Ma prima si gode. Parto per la crociera in gommone con lo zainetto regolamentare da trailer ma anche la borsetta con telo, costume e occhialini per nuotare. Poco oltre la guglia di perda longa, ci avviciniamo alla costa per ammirare una cascata rigogliosa che scarica in mare un torrente d'acqua piovana insieme a piccole particelle di pelle di piede dei podisti che l'hanno dovuto guadare. Fa parte del programma di lavaggio: ammollo e sfregamento su pietra calcarea e poi nuovo ciclo di ammollo e sfregamento fino ad eliminare ogni traccia di sporco, di pelle e di essere umano. È la vendetta del calcare: per una volta è l'incrostazione che elimina l'uomo e non viceversa.

 
Sbarcato a cala luna, mentre gli altri vanno ad organizzare il ristoro, io resto nella spiaggia più bella del mondo, completamente deserta. Laguna verde, sabbia bianca, mare celeste, contornati da monumenti di roccia con comode grotte vista mare. Dopo una nuotata meravigliosa e una passeggiata in spiaggia, mi immergo nell'acqua freschissima della laguna e raggiungo il punto ristoro in tempo per vedere il passaggio di tutti gli atleti.
Poco prima delle 11 arriva già il primo, il polacchino Gorczyca, poi tutti gli altri, fra cui anche molti amici: Stefano continua, Enrico si ferma.
Devo pisciare ma voglio evitare con cura la toilette e, con le mie infradito deragliate e senza suola, salgo a cercare un bagno panoramico, percorrendo, a ritroso, il sentiero da cui scendono gli atleti. Dopo 10 passi mi trovo di fronte a Gianni, il comandante. Ha i crampi anche alle orecchie mi dice. Probabilmente li ha anche al cervello e decide di ritirarsi, come anche Daniel, per la prima volta nella lunga vita da trailer.
Dov'ero rimasto? Ah, già, il bagno. Riparto. Ogni passo è un piccolo problema da risolvere. Dove appoggio la suola? Qual è il sasso meno scivoloso e meno appuntito? Il bagno è in fondo a destra, lo vedo, ma il corridoio per raggiungerlo è irto di trappole. Bastano questi 200 metri che l'idea dei 90 chilometri assume una concretezza assoluta, col peso specifico del calcare moltiplicato per 90 e diviso per 0.2.
Mi volto verso Cala Luna che risplende meravigliosamente morbida, per non parlare della morbidezza ineguagliabile di quel mare celeste e trasparente. Piedi all'inferno e testa in paradiso; l'essenza dell'UTSS è in questo contrasto fra il duro e il celestiale. Guardo gli omini sulla spiaggia e rilasso la vescica. Ah, che pisciata meravigliosa!

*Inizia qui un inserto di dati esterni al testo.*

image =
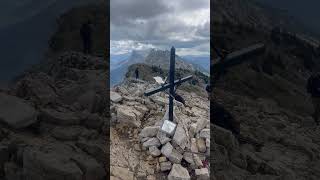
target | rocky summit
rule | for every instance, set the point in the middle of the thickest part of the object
(54, 123)
(140, 150)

Altri passaggi, altri amici: Giuseppe scarico si ferma, Agnese super carica non la ferma niente e nessuno, un Paolo riparte spedito, un altro Paolo si ferma.
Gli atleti da podio si servono con calma e ripartono. Altri si siedono, prendono una birra, mangiano qualcosa, due chiacchiere e ripartono. Qualcuno si siede, mangia, beve e non parte. Resta lì, seduto, con gli occhi aperti, rivolti verso l'interno per dieci minuti o anche più. “Tutto bene?” “Sì”. “Ca va?” “Oui”. Basta questo. Non voglio disturbare quel loro viaggio verso l'anima.
Alle 16 quelli che arriveranno entro il tempo massimo sono già partiti tutti. Restano quelli che si ritireranno o che arriveranno fuori tempo massimo. Stiamo entrando nel mio territorio. È l'umanità che dovrò assistere, scortare, sostenere e spingere per non lasciare resti umani su quei sentieri magnifici e terribili. Non potrò spazzare tutto e lascerò scie di sofferenza e sudore, resti di pensieri che quelle pietre appuntite grattano via dai piedi e dall'anima.